Because most philosophies that frown on reproduction don't survive.

Friday, June 29, 2018

The Immediate Book Meme

photo by Evan Laurence Bench
There are plenty of memes that want to know all about your book history and your all-time greats and your grand ambitions, but let's focus on something more revealing: the books you're actually reading now, or just read, or are about to read. Let's call it The Immediate Book Meme.

1. What book are you reading now?

Black Lamb and Grey Falcon, by Rebecca West.

The American South: A History, by William Cooper and Thomas Terrill
A two-volume textbook (here in one complete volume) that starts at Jamestown. It's a useful reference to me for my own textbook project.

Colonial Ambitions: Roman Catholics in North America: The Colonial Experience, by Kevin Starr
Examines the three Catholic forces -- Spain, France, and the English Recusants -- that settled North America. Lots of great detail and a good balance to the textbook above.

A bunch of children's State Fact Books from the library.
Yawn.

1a. Readaloud

The Adventures of Huckleberry Finn, by Mark Twain

2. What book did you just finish?


The American Catholic Almanac, by Brian Burch and Emily Stimpson

The Long Goodbye, by Raymond Chandler
Chandler is an American master. Do yourself a favor and re-read this. I won't insult you by insinuating that you haven't read it at all.

Lots of Agatha Christie.

A few Roman novels by Lindsay Davis.
I dunno. I tried a variety to see if perhaps the first one just rubbed me the wrong way, but these left a bad taste in my mouth. I understand that she's writing about a different culture with different mores, but the human behavior of the characters often felt off to me.

3. What do you plan to read next?

More Chandler.

The Broken Road, by Patrick Leigh Fermor
Darwin bought me this, the final book of Leigh Fermor's travel memoir trilogy about walking across Europe in the 30s, at Powell's in Portland.

4. What book do you keep meaning to finish?

The Power of Silence, by Robert Cardinal Sarah.

5. What book do you keep meaning to start?

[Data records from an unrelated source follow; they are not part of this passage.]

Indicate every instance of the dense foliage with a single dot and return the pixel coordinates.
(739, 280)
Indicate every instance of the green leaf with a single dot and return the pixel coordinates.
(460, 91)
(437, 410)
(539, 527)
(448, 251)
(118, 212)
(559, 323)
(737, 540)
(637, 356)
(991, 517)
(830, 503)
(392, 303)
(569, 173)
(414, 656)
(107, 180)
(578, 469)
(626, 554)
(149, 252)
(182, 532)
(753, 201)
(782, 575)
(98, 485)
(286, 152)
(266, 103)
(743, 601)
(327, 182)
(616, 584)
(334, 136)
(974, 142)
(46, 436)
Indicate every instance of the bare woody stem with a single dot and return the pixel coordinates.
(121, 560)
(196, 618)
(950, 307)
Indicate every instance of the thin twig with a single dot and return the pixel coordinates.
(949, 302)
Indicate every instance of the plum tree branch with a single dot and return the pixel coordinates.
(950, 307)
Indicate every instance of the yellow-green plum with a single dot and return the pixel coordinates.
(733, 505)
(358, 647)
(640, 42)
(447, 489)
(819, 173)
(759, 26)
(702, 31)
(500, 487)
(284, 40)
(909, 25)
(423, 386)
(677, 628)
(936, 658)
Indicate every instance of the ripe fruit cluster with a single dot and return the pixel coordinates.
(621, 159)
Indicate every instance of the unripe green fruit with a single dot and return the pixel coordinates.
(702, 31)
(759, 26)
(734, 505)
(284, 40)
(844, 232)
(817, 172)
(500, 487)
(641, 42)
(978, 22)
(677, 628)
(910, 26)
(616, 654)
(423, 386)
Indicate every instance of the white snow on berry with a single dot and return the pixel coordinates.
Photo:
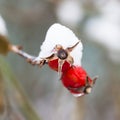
(59, 34)
(3, 30)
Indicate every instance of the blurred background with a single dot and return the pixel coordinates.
(31, 93)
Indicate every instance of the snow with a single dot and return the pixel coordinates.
(59, 34)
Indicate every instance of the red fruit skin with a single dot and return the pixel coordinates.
(75, 77)
(53, 64)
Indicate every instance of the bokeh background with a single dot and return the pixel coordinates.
(30, 93)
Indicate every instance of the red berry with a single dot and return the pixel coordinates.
(75, 79)
(53, 64)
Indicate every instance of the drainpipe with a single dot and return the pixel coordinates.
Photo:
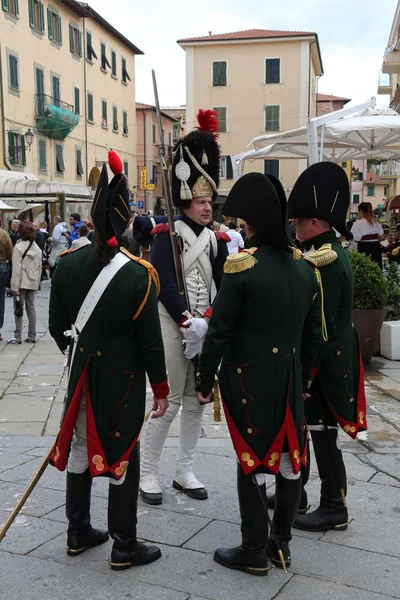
(85, 97)
(2, 114)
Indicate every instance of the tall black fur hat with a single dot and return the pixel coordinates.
(196, 162)
(110, 209)
(322, 192)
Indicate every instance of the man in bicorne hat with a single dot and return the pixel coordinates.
(111, 326)
(195, 178)
(266, 328)
(319, 202)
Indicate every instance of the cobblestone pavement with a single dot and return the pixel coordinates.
(362, 563)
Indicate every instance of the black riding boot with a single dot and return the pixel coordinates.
(122, 509)
(81, 534)
(303, 504)
(332, 512)
(287, 499)
(251, 555)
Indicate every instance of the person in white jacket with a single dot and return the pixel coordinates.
(25, 279)
(58, 242)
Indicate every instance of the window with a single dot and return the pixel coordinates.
(55, 84)
(11, 6)
(75, 40)
(225, 169)
(90, 53)
(54, 26)
(273, 70)
(125, 122)
(104, 113)
(272, 118)
(76, 101)
(115, 118)
(42, 155)
(104, 59)
(59, 159)
(13, 71)
(36, 15)
(90, 107)
(271, 167)
(125, 74)
(113, 63)
(79, 167)
(219, 73)
(221, 116)
(16, 148)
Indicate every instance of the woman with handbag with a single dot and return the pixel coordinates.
(6, 251)
(25, 279)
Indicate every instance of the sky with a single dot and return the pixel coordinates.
(353, 35)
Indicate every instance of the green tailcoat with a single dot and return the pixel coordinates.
(119, 344)
(266, 327)
(337, 392)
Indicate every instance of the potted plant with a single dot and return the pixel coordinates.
(369, 302)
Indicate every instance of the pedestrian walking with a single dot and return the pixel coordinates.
(268, 344)
(319, 202)
(6, 252)
(203, 256)
(114, 339)
(25, 280)
(367, 231)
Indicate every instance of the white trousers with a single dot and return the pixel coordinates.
(78, 461)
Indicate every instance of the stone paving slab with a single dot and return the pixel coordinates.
(34, 579)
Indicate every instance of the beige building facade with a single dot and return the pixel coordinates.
(67, 76)
(259, 81)
(150, 194)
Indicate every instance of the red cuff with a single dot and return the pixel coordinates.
(160, 390)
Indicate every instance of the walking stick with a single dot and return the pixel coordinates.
(264, 503)
(27, 492)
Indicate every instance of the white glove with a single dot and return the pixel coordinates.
(195, 329)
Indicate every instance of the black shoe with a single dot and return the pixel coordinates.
(253, 563)
(324, 519)
(78, 542)
(196, 494)
(150, 498)
(142, 555)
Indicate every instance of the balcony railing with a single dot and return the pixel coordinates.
(42, 101)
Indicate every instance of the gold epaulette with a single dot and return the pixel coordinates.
(324, 256)
(236, 263)
(152, 277)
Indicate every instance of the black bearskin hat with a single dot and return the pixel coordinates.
(196, 162)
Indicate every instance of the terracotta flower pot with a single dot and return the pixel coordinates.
(368, 324)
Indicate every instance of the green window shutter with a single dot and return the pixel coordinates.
(11, 147)
(31, 15)
(50, 24)
(23, 151)
(71, 38)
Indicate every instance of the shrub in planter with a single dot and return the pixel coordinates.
(369, 302)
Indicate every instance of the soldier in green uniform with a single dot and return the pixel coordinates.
(266, 328)
(319, 202)
(103, 306)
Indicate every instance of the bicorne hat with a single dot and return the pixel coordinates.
(322, 192)
(196, 162)
(110, 209)
(260, 202)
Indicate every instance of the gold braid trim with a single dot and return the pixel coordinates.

One Beautiful Dream, by Jennifer Fulwiler

6. What is your current reading trend?

American South. American South. American South. History, not Faulker and O'Connor and Percy and Chopin and Lee and Welty.

2 comments:

Atque Laudatio said...

Read all of Chandler 40 years ago. Can’t read it now because of the unchastity that is cast like part of a sculpture in all the stories. Glossy, sunny poisoned California chrome.

Atque Laudatio said...

Kurosawa put an illicit romantic love, or should it be rather poetic lust, sequence in Seven Samurai. He said later it was the mistake he regretted the most and that such things cannot be presented in art.

In this, and in many other ways in all his films, Kurosawa displays an almost Catholic understanding.